‘This is the highest total for October in over 20 years’
The American labour market is showing clear signs of strain as recession-level layoffs sweep across industries, with October marking the highest number of job cuts for the month in over 20 years.
U.S.-based employers announced 153,074 job cuts in October—an alarming 175% increase from the same month last year and up 183% from September, according to a new report from Challenger, Gray & Christmas.
This brings the year-to-date total to 1,099,500 announced layoffs, the highest since the pandemic-driven cuts of 2020 and a 65% jump over the first 10 months of 2024.
“October’s pace of job cutting was much higher than average for the month,” said Andy Challenger, chief revenue officer at Challenger, Gray & Christmas.
“Some industries are correcting after the hiring boom of the pandemic, but this comes as AI adoption, softening consumer and corporate spending, and rising costs drive belt-tightening and hiring freezes. Those laid off now are finding it harder to quickly secure new roles, which could further loosen the labor market.”
‘Highest total in over 20 years’
Artificial intelligence is increasingly cited as a driver of layoffs, responsible for 31,039 job cuts in October and nearly 50,000 so far this year, said the report.
October’s total is the highest for the month since October 2003, when 171,874 cuts were recorded. That month, large announcements occurred in retail due to acquisitions and in telecommunication as cell phones gained wide adoption.
“This is the highest total for October in over 20 years, and the highest total for a single month in the fourth quarter since 2008. Like in 2003, a disruptive technology is changing the landscape,” said Challenger.

Cost-cutting remains the top reason for job reductions, with over 50,000 layoffs attributed to this factor last month. Broader market and economic conditions, as well as plant and store closures, also contributed significantly to the surge in job losses.
Technology, warehousing lead job cuts
The technology sector remains at the forefront of layoffs, with 33,281 job cuts announced in October alone—nearly six times the number in September, said the report. For the year, tech firms have slashed 141,159 jobs, up 17% from the same period last year, as companies restructure amid AI integration and efficiency pressures.
Warehousing also saw a dramatic spike, with 47,878 jobs cut in October, reflecting ongoing automation and overcapacity following pandemic-era expansion.
Retail, services, and consumer products companies are also among the hardest hit, as shifting consumer habits, cost pressures, and store closures continue to reshape the employment landscape, said Challenger, Gray & Christmas.
Notably, non-profits have faced a 419% increase in layoffs this year, largely due to reductions in government funding and rising operational costs.
The Bank of Canada will eliminate roughly one-tenth of its workforce in the coming months, part of a government-wide effort by Prime Minister Mark Carney’s administration to curb public spending and reduce long-term costs.
Hiring slows to post-recession lows
While layoffs accelerate, hiring plans have slowed to levels not seen since 2011. U.S. employers have announced just 488,077 planned hires through October, down 35% from last year.

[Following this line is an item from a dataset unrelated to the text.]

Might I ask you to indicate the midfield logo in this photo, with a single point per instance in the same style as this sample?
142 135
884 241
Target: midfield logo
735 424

Seasonal hiring is especially weak, with the lowest number of announced positions since Challenger began tracking the data in 2012.
Canada’s job market is showing signs of stabilization, with hiring demand holding steady and wage growth continuing to slow, according to a new report from RBC Economics.
A separate report from payroll processor ADP shows private employers added just 42,000 jobs in October, a modest rebound after two months of weak hiring. However, the gains were concentrated in education, health care, and trade, while professional services, information, and leisure sectors continued to shed jobs.
“Private employers added jobs in October for the first time since July, but hiring was modest relative to what we reported earlier this year. Meanwhile, pay growth has been largely flat for more than a year, indicating that shifts in supply and demand are balanced,” said Nela Richardson, ADP’s chief economist.